Low Carb Brussels Sprouts Alfredo is a creamy and cheesy side dish loaded with bacon which quickly cooks in the Instant Pot pressure cooker. 11 grams net carbs. Recipe from This Old Gal.
This Instant Pot Bone Broth Recipe is delicious, packed full of natural collagen and nutrients, and is so easy to make. Made with both chicken and beef bones, learn how to make this super versatile Instant Pot Bone Broth and enjoy all the amazing health benefits of traditional bone broth in a fraction of the time. 3 grams of net carbs. Recipe from The Forked Spoon.
Looking for new recipes with spring greens? This Instant Pot asparagus dish is super quick and easy and makes for a great side accompaniment to both meat, seafood and plant-based mains. This recipe is vegan, paleo, Whole30, and keto-friendly. 3 grams of net carbs. Recipe from Instant Pot Eats.
LOW-CARB INSTANT POT DESSERTS
This low-carb vanilla mousse is a breeze in the Instant Pot. Decorated with strawberries and blueberries, these cute little jars only have 2.5g net carbs! Recipe from My Life Cookbook.
Why heat up the oven when you can easily whip up this decadent Chocolate Cheesecake using an Instant Pot. It’s low carb, gluten-free, sugar-free and Keto. 5-6 grams net carbs (13 total). Recipe from Low Carb Yum.
This is a layered cheesecake with a top pumpkin layer and middle plain cheesecake layer, supported by a thick almond crust. It’s a modest cake, only 6 inches in diameter, and uses a small pan that easily fits inside the Instant Pot. It’s Keto, low carb, and gluten-free. 6.2 grams of net carbs. Recipe from Savory Tooth.

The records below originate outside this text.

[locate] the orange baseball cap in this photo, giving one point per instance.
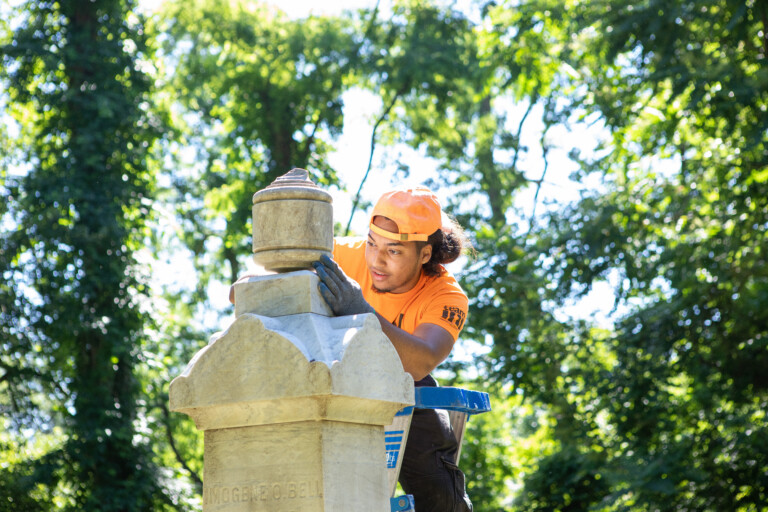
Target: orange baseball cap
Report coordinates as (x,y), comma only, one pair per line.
(416,211)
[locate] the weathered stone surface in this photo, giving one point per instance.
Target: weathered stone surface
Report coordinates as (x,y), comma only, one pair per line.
(293,410)
(292,223)
(325,466)
(275,295)
(294,368)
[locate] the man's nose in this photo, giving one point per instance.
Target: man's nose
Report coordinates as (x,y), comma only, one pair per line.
(380,257)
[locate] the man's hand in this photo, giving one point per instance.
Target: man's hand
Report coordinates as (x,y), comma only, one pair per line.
(342,293)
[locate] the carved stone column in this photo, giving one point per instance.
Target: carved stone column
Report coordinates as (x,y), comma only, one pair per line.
(293,401)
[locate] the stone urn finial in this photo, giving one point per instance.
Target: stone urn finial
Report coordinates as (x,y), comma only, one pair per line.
(292,223)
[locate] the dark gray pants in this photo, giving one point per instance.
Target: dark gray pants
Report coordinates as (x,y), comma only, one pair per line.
(429,471)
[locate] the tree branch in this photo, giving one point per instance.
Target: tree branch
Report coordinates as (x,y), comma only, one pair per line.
(169,433)
(382,117)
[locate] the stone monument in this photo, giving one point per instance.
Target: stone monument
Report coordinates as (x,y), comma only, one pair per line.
(293,401)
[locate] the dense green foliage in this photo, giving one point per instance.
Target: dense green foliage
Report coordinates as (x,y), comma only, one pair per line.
(75,219)
(110,118)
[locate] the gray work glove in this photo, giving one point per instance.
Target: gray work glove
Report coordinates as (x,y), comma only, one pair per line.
(343,294)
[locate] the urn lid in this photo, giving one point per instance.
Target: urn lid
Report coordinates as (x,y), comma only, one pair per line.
(295,184)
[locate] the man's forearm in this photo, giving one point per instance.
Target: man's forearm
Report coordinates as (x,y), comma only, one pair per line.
(422,351)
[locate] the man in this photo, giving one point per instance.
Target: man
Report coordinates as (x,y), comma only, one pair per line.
(397,273)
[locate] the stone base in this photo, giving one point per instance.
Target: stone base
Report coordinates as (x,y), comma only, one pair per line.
(309,466)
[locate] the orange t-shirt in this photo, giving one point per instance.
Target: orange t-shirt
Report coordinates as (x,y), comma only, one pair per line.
(435,300)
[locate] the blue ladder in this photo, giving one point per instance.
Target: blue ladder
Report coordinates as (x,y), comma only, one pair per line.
(460,404)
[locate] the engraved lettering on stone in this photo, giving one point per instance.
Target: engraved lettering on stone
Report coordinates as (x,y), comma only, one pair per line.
(279,491)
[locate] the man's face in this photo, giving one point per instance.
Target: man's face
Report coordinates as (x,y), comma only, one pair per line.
(395,267)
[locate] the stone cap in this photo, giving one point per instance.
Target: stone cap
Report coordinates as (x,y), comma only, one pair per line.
(295,184)
(295,368)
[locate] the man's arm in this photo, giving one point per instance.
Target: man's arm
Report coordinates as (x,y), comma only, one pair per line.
(421,351)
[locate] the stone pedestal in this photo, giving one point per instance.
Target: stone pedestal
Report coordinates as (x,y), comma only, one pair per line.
(293,405)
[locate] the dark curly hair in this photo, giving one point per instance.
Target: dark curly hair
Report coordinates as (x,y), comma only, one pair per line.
(447,244)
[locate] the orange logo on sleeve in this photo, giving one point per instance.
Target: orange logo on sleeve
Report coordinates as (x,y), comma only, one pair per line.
(454,315)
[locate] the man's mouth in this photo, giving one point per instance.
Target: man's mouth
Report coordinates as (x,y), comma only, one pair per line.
(377,276)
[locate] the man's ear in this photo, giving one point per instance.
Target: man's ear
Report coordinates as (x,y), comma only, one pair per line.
(426,253)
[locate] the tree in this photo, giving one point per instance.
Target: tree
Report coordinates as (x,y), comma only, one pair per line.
(681,228)
(76,192)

You won’t believe that this Banana Bread Bottom Cheesecake is low-carb or how easy it is to make using your pressure cooker. If you don’t have an Instant Pot, don’t worry! This recipe also includes directions for baking in the oven. 5 grams of carbs. Recipe from This Mom’s Menu.
Chocolate flavored Japanese souffle cheesecake that is just 3 ingredients. This cake is cooked in the Instant Pot but can also be baked. The cake is flourless and can be made with sugar or sugar-free for a low carb and keto-friendly cake. 2 grams of net carbs. Recipe from Kirbie Cravings.